2.) aktuell und historisiert in zwei Tabellen
selbes Schema wie oben, allerdings wird in der einen Tabelle nur der aktive Satz gepflegt, in der Historientabelle alle Datensätze.
Zugriff auf die aktuellen Sätze ist schneller, dafür ist beim schreiben mehr arbeit notwendig (Satz entfernen, Satz einfügen, Historiensatz einfügen). 
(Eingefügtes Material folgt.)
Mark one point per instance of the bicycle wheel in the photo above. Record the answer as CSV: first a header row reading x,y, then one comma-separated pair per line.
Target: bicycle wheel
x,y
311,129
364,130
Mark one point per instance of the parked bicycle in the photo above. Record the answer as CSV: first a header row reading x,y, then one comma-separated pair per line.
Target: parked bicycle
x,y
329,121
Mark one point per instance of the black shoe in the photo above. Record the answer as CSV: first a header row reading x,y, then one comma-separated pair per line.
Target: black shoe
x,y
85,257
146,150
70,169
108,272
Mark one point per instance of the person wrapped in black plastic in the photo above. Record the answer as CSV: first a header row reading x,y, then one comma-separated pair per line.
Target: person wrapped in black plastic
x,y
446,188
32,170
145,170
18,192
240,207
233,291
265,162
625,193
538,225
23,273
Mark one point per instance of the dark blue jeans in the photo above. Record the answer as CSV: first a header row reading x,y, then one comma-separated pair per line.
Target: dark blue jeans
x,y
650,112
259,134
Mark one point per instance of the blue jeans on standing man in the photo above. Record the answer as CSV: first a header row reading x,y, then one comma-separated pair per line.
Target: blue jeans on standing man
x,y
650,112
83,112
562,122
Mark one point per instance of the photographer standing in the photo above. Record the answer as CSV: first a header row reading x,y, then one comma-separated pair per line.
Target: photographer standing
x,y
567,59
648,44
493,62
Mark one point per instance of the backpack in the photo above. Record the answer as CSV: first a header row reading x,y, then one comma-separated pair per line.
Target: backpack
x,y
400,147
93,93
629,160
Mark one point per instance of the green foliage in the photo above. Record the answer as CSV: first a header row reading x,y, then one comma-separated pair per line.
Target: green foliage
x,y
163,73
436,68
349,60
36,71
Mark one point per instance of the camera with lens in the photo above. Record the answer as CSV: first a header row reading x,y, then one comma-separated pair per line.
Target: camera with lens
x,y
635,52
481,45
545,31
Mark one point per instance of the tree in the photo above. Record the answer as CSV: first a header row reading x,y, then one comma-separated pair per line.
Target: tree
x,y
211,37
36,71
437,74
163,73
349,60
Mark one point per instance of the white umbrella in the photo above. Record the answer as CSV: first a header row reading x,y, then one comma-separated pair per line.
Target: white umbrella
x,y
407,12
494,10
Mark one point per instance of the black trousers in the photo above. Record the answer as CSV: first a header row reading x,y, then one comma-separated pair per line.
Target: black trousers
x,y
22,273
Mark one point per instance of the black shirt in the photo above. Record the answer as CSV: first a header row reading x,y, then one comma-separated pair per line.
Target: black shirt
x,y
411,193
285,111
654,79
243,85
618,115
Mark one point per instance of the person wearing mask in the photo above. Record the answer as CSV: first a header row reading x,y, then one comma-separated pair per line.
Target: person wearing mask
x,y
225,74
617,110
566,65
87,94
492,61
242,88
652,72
3.) Attribute historisieren
Es werden ID, Timestamp von und bis sowie die Attribute in der Tabelle gepflegt. Geschrieben wird jedoch nur das, was sich ändert. Attribute die sich nicht ändern werden nicht geschrieben.
Insgesamt weniger Daten, dafür sehr aufwändig ein Objekt zusammenzusetzen aus x Datensätzen

Beliebig komplizierter wird das ganze natürlich noch wenn auch fachliche Historisierung/Gültigkeitszeiträume hinzukommen. Dann ist es halt so das zu einem Zeitpunkt mehrere Datensätze technisch gültig sind. Der gültige Satz wird dann über ein zusätzliches fachliches Datum ermittelt.


----------



## Devman (10. Okt 2012)

Danke,

ich denke, dass ich nicht um JPA/Hibernate herum komme, da die Literatur, die JDBC bevorzugt schon was älter ist.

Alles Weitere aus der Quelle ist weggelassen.